The main features are:
- Turning a/l/ into /u/ or /o/ after a vowel: /mi:u/ for meal
- T replaced by glottal stop before a vowel or at the end of the word
- Final y is pronounced as /i:/ instead of /I/
- They use /ʧ/ and /ʤ/ instead of /tj/ and /dj/
- Omission of the –ly adverbial ending: “You are driving too slow”
- Generalization of the 3rd pers. sing.: “I gets out”
- Frequent use of “cheers” for “thank you” and “goodbye”
- Use of “mate” for friends, colleagues…
2. North
Nearly half of the population of England speak with some kind of Northern accent. It is spoken above all in Yorkshire, Lancashire, Northumberland and Cumbrian. It’s a very conservative accent, in fact, it represents an older variety of English. It’s conservative also in grammar, because we can find the pronouns “thou” or “thee”, used in Shakespeare's time. This accent is far from uniform.
However there are some shared features with the Midlands pronunciation:
- /ʌ/ is pronounced as /ʊ/: love, bus
- /a:/ is pronounced as /a/: bath, past
- /æ/ is pronounced as /a/: ham, mad
- /h/ is dropped.
3. Midlands
Midlands accent has some shared features with Northern accent but it has also got some more:
- [ɪ] tend to become [i:] Es: It
- [ŋ] in final –ng tend to be pronounced [ŋg] Es: Singing
- Use of the present perfect with no auxiliary. Es: I done it
- Use of the present perfect for the past. Es: I do it yesterday
- Use of her instead of she. Es: What’s her doing?

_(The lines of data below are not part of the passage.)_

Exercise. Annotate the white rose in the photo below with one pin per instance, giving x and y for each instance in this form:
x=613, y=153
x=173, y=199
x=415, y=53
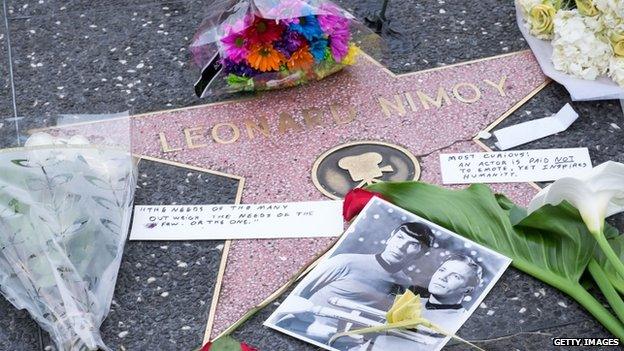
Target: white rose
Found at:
x=526, y=6
x=578, y=47
x=616, y=70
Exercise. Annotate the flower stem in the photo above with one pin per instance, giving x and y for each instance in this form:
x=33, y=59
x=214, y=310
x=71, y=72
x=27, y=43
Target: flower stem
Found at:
x=607, y=250
x=614, y=299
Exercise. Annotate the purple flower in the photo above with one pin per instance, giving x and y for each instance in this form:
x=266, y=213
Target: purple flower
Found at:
x=239, y=68
x=339, y=45
x=236, y=46
x=290, y=42
x=333, y=21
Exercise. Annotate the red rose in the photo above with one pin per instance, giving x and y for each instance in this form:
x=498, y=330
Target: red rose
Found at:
x=244, y=347
x=355, y=201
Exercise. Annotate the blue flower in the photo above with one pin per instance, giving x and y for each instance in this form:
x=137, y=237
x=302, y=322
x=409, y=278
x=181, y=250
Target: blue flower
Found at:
x=317, y=48
x=308, y=27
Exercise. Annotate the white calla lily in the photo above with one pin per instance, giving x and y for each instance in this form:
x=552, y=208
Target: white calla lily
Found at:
x=597, y=195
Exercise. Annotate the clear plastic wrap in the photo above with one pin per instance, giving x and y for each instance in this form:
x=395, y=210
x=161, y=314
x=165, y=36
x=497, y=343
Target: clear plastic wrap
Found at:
x=65, y=207
x=254, y=45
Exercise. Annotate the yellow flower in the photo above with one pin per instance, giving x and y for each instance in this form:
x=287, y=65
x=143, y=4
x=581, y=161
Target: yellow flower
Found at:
x=541, y=19
x=617, y=43
x=406, y=307
x=586, y=7
x=265, y=58
x=351, y=55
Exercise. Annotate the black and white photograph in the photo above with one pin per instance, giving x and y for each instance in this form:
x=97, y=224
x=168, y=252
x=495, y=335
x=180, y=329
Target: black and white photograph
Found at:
x=384, y=253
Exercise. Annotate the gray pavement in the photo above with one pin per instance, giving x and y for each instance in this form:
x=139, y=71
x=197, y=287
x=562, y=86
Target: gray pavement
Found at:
x=82, y=56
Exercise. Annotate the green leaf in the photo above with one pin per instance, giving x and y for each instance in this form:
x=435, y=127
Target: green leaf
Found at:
x=552, y=243
x=617, y=243
x=21, y=163
x=104, y=202
x=225, y=343
x=97, y=182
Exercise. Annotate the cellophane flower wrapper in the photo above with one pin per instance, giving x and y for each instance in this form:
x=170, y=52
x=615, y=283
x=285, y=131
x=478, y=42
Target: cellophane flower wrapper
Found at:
x=65, y=207
x=265, y=44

- Use of up instead of to. Es: He went up the pub
- Words are similar to English but there are some different, especially used by older people. Birmingham is Brum and the inhabitants are Brummies, miskin is dustbin.
4. The West Country
The dialect of the south-western counties of England such as Devon and Somerset is often called West Country, characterized by:
- Rhotic accent
- The /r/ sound is a retroflex /r/, so it is formed by a bunching of the tongue towards the back of the mouth.